To bed and the darkness within,
where the wind is shut out
and the shadows sometimes
loom into
shapes,
angry,
words raging
in her ears
and her tears
find her pillow
and she lies in
the wet dampness
of her
desperation.

Night Sky

The moon
glances
at the horizon,
slack eyed,
lazy its journey.

Summer’s ripe
on the stalk,
heavy and full on the vine.

Gossamer wings
edged in sliver,
whisper soft things
in the night.

Hush,
hush,
little child goes to bed,
scared of shadows
and the voices in the dark.

The moon
slows to watch,
winks
sparingly
through the blind.

As stars select
their toes for pointing.

So soft on
the stage.
So fairy eyed
and dreamy.

As the child
falls asleep,
sucking the night
sky with his thumb.

Tucked warm
in the night’s embrace
and its midnight layers.

Two Italian Lovers in the New Country

He leaves his socks on,
he is always in a hurry,
puts the blinds down
so it is always dark,
like he can leave
the smell  of oranges
and sunshine outside.

In here, it is serious business.
Like a exercise routine, or morning ritual.
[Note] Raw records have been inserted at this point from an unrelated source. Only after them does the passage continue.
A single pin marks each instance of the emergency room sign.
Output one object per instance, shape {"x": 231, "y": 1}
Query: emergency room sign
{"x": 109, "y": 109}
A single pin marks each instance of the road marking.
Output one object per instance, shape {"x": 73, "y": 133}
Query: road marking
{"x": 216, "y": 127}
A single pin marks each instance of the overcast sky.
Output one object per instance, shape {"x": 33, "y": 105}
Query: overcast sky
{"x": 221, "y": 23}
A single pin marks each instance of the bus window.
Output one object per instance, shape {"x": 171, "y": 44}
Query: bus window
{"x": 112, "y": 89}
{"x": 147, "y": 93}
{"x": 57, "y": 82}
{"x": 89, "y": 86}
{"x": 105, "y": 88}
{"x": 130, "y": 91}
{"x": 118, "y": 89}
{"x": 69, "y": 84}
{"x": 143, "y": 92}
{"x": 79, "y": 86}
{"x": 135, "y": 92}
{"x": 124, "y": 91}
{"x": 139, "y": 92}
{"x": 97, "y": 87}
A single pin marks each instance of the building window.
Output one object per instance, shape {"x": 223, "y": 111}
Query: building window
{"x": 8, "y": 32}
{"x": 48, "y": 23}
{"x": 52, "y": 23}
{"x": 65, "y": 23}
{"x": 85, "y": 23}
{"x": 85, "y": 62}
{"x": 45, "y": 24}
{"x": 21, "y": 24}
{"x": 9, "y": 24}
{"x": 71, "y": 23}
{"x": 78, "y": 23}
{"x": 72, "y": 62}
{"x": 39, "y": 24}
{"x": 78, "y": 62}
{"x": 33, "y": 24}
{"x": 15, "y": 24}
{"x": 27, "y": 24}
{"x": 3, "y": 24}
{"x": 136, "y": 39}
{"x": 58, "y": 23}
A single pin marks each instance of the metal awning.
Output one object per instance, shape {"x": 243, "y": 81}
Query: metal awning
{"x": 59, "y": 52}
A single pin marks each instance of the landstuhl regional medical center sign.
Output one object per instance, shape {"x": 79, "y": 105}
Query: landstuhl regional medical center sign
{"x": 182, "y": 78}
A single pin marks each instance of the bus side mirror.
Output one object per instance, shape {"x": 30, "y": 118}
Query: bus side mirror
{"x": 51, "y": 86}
He remembers each of his moves,
going through then
one by one, so thoroughly,
making sure to do each one
as thoroughly and well as he
does everything else,
even with the lights off.
and the sounds of the old country dimmed.

It is his ritual,
I, am his ritual,
and we have been doing it
for over 25 years.

I am an anniversary, an echo,
of the old country:
his peasant girl
in bare feet,
smelling of olives
and the sea.

He finds it
still,
in my recesses
where I keep it:
my gift to him.

It is belonging,
even here, with the rituals so far
removed
from our home.

Two Italian lovers, husband and wife,
finely aged in the
Toronto cask that our
house is with its blinds down
on such days,
fermenting
to a fine wine,
a memory of the old country.


Linda Woolven have published over 75 poems in journals across Canada, the United States and the U.K.. The poems have appeared in Journals like, Descant, Dana Literary Society, Amethyst Review, Write On, Sepia Poetry Magazine, New Mirage Quarterly, The Kaleidocope Review, Canadian Writer's Journal, Pink Chameleon and Fullosia Press. One of my poems received an award from Dana Literary Society. Linda also published a chapbook, called "Life's Little Lessons" a few summers ago that featured 26 poems. 
Linda have also published a short story in Happy, and a story in Characters.